Bien sûr, note-t-il, la Première guerre mondiale a ébranlé sa « confiance dans la solidité de la culture européenne », mais sans jamais remettre en question la certitude que « la grande majorité des Juifs allemands n’éta[it] plus dissociable de la germanité » et que, par conséquent, le sionisme était, en Allemagne voué à la marginalité. Lorsqu’ensuite il se plonge dans les deux volumes des écrits sionistes de Herzl, c’est pour y « trouver, à volonté, des preuves pour nombre de choses que Hitler, Goebbels et Rosenberg ont reprochées aux Juifs, et ce, sans être prodigieusement habile en interprétation et en déformation », formule empruntée au Journal, reprise dans LTI [9] et non dépourvue d’une certaine ambiguïté : bien des choses dans les Ecrits de Herzl, si l’on comprend bien, donnent du grain à moudre à l’antisémitisme des nazis – le motif de l’unité du peuple juif d’où se déduit logiquement, en suivant la pente de la paranoïa nazie, celui de la conspiration juive.

Les écrits sionistes de Herzl nourrissent la propagande nazie en ce sens qu’au fond, il existe une affinité fondamentale entre la façon dont, respectivement Herzl et Hitler approchent le « problème juif » – le peuple rejeté de tous pour le premier, le peuple nocif et indésirable pour le second. Dans les deux cas, l’accent est porté sur l’homogénéité de ce peuple et sa différence constitutive d’avec tout autre, ce qui rendrait illusoire toute perspective d’assimilation dans quelqu’autre peuple ou nation que ce soit.

Cependant, Klemperer est un lecteur scrupuleux. Il existe aussi, consigne-t-il, « Dieu merci, également des dissemblances entre eux » [10]. Herzl n’a pas en vue l’oppression ou la destruction de « peuples étrangers », ce qui le différencie radicalement de la prétention nazie à la domination d’une race supérieure sur toutes les races inférieures. « Il ne demande que l’égalité des droits pour un groupe d’opprimés, qu’un espace aux dimensions modestes, un espace sûr, pour un groupe d’êtres maltraités et persécutés (…) Il n’est pas dénué de culture intellectuelle et morale comme Hitler, ce n’est pas un fanatique » [11]. Une formule d’apparence absolutoire, mais qui se trouve, dès la phrase suivante, quasiment récusée par une autre : « Il voudrait seulement en être un mais ne réussit qu’à être un demi-fanatique et il ne peut jamais étouffer la raison, la pondération et l’humanité en lui (...) » [12].

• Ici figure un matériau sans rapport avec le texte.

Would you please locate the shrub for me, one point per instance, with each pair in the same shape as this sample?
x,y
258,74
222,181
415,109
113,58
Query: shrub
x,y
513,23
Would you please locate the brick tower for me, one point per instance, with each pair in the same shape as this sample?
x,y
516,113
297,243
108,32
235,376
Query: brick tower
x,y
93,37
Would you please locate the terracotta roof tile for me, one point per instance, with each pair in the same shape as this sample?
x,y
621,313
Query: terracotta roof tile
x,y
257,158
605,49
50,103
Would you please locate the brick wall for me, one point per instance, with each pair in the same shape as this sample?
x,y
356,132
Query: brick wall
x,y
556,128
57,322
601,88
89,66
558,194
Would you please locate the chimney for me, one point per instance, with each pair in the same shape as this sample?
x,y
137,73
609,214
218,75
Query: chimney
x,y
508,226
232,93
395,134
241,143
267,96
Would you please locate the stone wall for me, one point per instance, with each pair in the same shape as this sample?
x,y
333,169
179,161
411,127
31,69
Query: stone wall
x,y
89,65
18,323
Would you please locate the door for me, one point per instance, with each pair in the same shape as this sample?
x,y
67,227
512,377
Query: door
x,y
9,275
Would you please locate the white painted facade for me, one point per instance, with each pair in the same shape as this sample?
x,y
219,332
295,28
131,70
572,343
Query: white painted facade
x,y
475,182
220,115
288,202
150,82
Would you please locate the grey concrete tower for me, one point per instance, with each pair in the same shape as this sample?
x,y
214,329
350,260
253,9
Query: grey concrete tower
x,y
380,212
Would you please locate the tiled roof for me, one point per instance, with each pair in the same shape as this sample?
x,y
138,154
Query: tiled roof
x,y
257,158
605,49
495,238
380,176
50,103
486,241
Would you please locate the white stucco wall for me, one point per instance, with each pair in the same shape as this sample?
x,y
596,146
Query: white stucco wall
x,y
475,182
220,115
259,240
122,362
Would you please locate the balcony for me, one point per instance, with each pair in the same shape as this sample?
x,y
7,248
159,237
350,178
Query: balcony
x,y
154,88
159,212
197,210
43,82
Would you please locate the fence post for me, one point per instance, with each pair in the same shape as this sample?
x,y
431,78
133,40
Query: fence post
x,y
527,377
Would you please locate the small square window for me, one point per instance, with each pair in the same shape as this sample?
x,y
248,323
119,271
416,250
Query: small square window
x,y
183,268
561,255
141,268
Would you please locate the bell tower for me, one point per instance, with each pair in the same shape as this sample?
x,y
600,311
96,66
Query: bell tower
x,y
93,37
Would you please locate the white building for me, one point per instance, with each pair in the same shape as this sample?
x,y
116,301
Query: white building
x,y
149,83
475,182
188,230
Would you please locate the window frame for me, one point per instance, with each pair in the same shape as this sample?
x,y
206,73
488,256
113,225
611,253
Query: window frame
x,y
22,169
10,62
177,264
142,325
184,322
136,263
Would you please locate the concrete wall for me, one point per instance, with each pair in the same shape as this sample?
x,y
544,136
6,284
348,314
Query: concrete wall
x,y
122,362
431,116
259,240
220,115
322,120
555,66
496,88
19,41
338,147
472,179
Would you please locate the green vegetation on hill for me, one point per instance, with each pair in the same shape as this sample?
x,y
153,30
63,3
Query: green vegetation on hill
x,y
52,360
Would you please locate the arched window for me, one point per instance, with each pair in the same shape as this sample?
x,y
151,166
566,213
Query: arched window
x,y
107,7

En d’autres termes, Herzl est une créature hybride entre la tradition européenne libérale et les nouvelles mythologies de la race et du sang dont les nazis sont les plus bruyants représentants. Il est donc enferré dans d’insolubles contradictions : « la distinction des races ne lui dit rien, mais il veut que les mariages mixtes soient interdits ». Il est viscéralement attaché à la culture allemande, mais le foyer juif qu’il imagine en Palestine a vocation à être peuplé essentiellement par les habitants des ghettos de l’Europe de l’Est... [13]. Bref, pas un penseur de haut vol, pas un « homme génial, mais un être chaleureux et intéressant » [14].

Mais c’est quand il adopte la posture du messie qu’il tend, dit Klemperer, à devenir « tantôt grotesque, tantôt effrayant », car il retrouve, dans cette posture, une inspiration qui le rapproche irrésistiblement des nazis : « Il ’déroule le drapeau national-social’ avec les sept étoiles qui symbolisent la journée de travail de sept heures, il écrase ce qui s’oppose à lui, il démolit ce qui se dresse contre lui, il est le Führer qui tient sa mission du destin et réalise ce qui sommeille inconsciemment dans la masse dont il doit former un peuple, et le Führer ’doit avoir un regard dur’ » [15].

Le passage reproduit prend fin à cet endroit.